Wednesday, February 3, 2016

Shameless Self-Promotion

NOTE: I am going back and trying to fix all current articles, to (1) add labels on the topic of each essay, (2) fix all links so they point to copies of essays on this blog, or, for external articles, point to working copies or if possible and (3) copying to this blog any cited essays which are not presently on the blog. In the future I intend to go back and copy over all the remaining articles from Random Notes (I already did this for the much smaller blogs "Examining the War on Drugs" and "Nation of Whiners") to this blog, but for now I am limiting myself to essays cited in this blog. Hopefully I shall be able to do this in a week or so, and all current essays will have working links and labels before mid February. (This specific essay was cited in "Who Will Decide".)

My wife mentioned an article in the daily paper where it was mentioned that historically, when dialysis was first developed that panels decided who would and would not receive dialysis. I suppose the point being that we should not balk at the government deciding what care we can get, after all, doctors did it before.
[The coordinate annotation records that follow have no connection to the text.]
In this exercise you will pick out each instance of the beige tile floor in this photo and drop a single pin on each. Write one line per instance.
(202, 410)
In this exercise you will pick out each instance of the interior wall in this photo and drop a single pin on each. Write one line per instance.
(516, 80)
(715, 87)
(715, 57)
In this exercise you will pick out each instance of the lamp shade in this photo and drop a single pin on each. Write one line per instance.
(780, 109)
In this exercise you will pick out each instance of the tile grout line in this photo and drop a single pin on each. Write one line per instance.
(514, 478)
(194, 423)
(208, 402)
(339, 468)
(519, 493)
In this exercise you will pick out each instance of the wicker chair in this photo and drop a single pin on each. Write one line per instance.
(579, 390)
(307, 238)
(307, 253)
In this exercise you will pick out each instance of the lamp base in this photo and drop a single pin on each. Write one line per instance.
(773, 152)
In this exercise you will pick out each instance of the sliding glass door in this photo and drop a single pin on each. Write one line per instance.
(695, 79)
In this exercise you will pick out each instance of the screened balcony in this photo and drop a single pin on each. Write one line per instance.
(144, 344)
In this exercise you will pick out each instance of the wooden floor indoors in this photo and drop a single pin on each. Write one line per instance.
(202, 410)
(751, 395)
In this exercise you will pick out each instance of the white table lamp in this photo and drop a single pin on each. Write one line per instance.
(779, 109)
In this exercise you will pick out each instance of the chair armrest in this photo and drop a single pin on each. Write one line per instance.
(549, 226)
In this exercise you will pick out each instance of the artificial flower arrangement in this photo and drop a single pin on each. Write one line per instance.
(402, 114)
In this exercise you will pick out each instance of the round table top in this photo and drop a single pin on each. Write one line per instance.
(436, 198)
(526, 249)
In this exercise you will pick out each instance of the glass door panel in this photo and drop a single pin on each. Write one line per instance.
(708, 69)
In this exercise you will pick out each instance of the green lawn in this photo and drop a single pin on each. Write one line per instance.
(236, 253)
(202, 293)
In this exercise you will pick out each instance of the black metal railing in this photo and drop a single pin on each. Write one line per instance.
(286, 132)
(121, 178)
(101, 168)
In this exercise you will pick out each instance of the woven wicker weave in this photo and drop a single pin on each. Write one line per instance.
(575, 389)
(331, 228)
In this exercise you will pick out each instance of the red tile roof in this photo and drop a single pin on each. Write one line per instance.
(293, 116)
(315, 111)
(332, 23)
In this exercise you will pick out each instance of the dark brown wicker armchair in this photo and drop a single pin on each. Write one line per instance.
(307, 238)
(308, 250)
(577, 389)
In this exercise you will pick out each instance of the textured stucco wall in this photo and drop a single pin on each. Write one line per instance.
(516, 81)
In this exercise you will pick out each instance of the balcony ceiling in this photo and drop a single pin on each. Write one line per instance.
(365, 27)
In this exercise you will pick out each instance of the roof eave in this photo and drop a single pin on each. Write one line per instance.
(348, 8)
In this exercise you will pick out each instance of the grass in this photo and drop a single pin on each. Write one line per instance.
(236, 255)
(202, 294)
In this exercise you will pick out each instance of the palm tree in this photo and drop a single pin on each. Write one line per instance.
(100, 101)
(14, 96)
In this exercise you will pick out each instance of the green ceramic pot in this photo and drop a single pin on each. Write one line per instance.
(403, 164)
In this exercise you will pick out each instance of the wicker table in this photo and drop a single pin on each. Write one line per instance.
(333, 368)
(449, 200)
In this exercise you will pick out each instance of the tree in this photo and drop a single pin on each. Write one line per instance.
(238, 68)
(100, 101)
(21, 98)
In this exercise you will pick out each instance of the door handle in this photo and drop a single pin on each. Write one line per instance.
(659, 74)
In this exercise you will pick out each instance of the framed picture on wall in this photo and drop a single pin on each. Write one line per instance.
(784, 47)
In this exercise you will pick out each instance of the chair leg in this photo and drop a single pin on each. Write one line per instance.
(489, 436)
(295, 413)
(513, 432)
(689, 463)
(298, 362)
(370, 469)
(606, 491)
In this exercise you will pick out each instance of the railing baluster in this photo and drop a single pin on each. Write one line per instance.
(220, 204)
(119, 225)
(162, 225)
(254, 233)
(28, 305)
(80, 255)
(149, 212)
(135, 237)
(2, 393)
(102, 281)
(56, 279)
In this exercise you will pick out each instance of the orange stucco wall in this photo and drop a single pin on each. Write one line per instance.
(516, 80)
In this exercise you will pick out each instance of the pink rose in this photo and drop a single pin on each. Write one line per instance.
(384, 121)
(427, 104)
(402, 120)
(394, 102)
My counter argument is simple. There is a limit on how much care can be provided due primarily to a limited number of resources. As the limit on resources is due to the amount of money we are willing to invest, why not make services available to those who will pay for them? At first the rich, and those who have charity funds, will get better services, but their funds will cause society to commit more resources (mostly to earn more profits) and costs will come down. As with cars, VCRs and computers, the cost of medical miracles will get cheaper and cheaper. We did not need government panels to decide who would get a car, a personal computer or a DVD player, and now almost everyone can afford any of the above.

Even areas in which we have hard limits, a free market could help. Such as organ transplants. I discussed the benefits of free market in organs in "Organ Donation" and "Envy Kills", so I won't go into that again, but I would point out that a free market would not only make more organs available, but if enough money is committed, likely new technologies will develop, whether allowing one liver to go to multiple donors, or artificial organs to replace organic organs.

I know it is unthinkable to some to "put a price on health", but by allowing the market to work, we get the best care, get a realistic assessment of the value people put on various services, get the best services and the best research funding. So, yes, it means the rich get better care than the poor, but everyone gets better care overall.

And that is the choice. Do you prefer a system where everyone gets better care, but the rich can afford better care, or a system where everyone gets worse care, but you all get the same? Sadly, many envious individuals push for the latter. Though they hide their envy with talk of "fairness".


I covered similar ground, how government intervention prevents prices from declining, in "Government Efficiency", "High Cost of Medical Care" and "Clarification of My Argument for a Free Market in Medicine".

Actually, there is another argument many miss. Someone will always decide who gets access to limited resources. The question is whether the government decides or you bid for it. The one difference is if the government decides, it will always be scarce. If we bid for the resource, then the funds will be used to make more resources available. So, allowing the rich to buy more care also makes even more available in the future.


For those confused by the title, I originally intended to do nothing but plug my article on envy, but as I ended up writing more, I suppose it doesn't make sense any longer.

Originally posted in Random Notes on 2009/08/23.